Servicers had until October 22 to submit comments, and Strickland plans to release the official compact on November 8 for signatories.

"If this compact doesn't come through in the way [Strickland] intends," says press secretary Keith Dailey, "he's definitely looking to pursue legislation" that would mandate things like mandatory loan modification criteria and loss mitigation staffing requirements.

The Ohio General Assembly is still dominated by Republicans who've shown little regard for protecting consumers' rights in the past. So while Cuyahoga County Treasurer Jim Rokakis hopes Strickland's compact will succeed, he isn't waiting around for it. Rokakis has joined the brown-bag pow-wow lunches to see if a countywide plan can be put to work more immediately.

The group has thrown around several ideas, but finding something that sticks has been tricky. ESOP's Mark Seifert would like to see a temporary moratorium on ARM resets - something his organization is actively pushing, even with federal lawmakers. Then the country wouldn't be facing a reset crisis, and would have more time for reasonable, well thought-out loan modifications.

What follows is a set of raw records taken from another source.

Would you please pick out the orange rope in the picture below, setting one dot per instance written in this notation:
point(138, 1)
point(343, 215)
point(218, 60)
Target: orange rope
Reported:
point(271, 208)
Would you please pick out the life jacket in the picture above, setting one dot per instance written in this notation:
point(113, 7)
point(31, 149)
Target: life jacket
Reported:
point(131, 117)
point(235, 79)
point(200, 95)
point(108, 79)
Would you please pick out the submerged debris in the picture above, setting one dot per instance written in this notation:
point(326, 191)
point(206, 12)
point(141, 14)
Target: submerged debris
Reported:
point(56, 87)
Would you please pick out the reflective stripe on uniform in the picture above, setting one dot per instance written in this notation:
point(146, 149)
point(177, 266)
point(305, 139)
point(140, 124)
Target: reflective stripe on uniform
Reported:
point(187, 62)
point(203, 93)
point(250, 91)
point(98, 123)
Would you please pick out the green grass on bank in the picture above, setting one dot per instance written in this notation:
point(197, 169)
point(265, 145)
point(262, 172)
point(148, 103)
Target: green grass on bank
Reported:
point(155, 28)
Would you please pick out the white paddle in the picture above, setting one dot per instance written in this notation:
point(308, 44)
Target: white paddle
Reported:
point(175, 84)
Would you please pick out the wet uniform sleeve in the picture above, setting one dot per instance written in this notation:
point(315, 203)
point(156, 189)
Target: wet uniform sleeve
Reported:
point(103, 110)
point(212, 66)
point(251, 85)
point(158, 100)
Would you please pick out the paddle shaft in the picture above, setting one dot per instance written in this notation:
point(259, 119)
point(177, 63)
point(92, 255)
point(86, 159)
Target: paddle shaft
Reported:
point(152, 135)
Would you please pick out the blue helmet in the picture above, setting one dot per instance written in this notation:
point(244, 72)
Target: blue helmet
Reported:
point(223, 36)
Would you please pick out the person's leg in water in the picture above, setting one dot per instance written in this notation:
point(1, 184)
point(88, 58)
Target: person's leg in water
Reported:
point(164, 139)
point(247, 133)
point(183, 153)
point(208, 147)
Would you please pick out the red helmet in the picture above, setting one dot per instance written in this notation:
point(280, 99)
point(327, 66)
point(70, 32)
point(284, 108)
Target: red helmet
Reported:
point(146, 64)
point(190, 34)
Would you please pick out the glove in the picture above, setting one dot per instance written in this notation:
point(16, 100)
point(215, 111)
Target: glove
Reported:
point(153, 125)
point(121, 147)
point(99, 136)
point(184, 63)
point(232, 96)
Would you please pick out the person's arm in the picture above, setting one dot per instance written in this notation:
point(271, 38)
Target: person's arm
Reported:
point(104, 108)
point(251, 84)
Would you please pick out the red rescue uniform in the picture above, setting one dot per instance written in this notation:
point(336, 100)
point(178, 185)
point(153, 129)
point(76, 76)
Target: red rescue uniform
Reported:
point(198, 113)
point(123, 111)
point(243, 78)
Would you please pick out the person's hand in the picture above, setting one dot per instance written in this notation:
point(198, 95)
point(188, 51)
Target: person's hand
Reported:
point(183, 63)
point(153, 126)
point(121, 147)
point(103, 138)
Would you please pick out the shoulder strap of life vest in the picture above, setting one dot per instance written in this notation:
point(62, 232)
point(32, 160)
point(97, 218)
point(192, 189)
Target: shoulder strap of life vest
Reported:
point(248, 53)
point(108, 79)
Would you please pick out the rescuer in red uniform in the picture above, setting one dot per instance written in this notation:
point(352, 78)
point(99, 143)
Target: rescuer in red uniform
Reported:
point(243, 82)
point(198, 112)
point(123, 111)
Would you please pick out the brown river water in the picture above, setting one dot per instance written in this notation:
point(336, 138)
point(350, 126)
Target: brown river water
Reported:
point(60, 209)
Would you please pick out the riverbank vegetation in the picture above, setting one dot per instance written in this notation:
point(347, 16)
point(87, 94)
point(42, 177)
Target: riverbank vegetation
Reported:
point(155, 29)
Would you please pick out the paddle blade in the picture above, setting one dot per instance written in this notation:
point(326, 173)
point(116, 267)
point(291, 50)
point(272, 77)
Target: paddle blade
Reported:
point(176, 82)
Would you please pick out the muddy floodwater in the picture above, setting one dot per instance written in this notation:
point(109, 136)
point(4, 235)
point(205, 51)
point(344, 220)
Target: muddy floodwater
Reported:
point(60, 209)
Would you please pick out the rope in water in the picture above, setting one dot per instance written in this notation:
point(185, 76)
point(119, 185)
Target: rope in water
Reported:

The county group even talked about a local moratorium. The idea was, what if county judges refused to accept foreclosure filings that were based on ARM resets? But the group quickly realized that higher interest rates aren't illegal, so judges have no legal basis on which to exempt such filings.

"That brings us to, what did you do to get here, to the point of [an ARM reset] foreclosure filing?" Seifert says. "We're not against [lenders] doing the foreclosure, we're against [lenders] being irresponsible."

The county group has more viable options on the table now, but isn't willing to go into too much detail just yet, says Rokakis.

Three meetings into what started out as creative brainstorming, however, the group is "trying to put together a plan," Rokakis admits. "We're examining potential steps we can take in the pre-foreclosure process at the Common Pleas Court level that gives the borrower more protection." That, Rokakis says, could mean working toward mediation and forcing the parties to come to a workout or forbearance agreement.

A fourth meeting has already been scheduled for this week.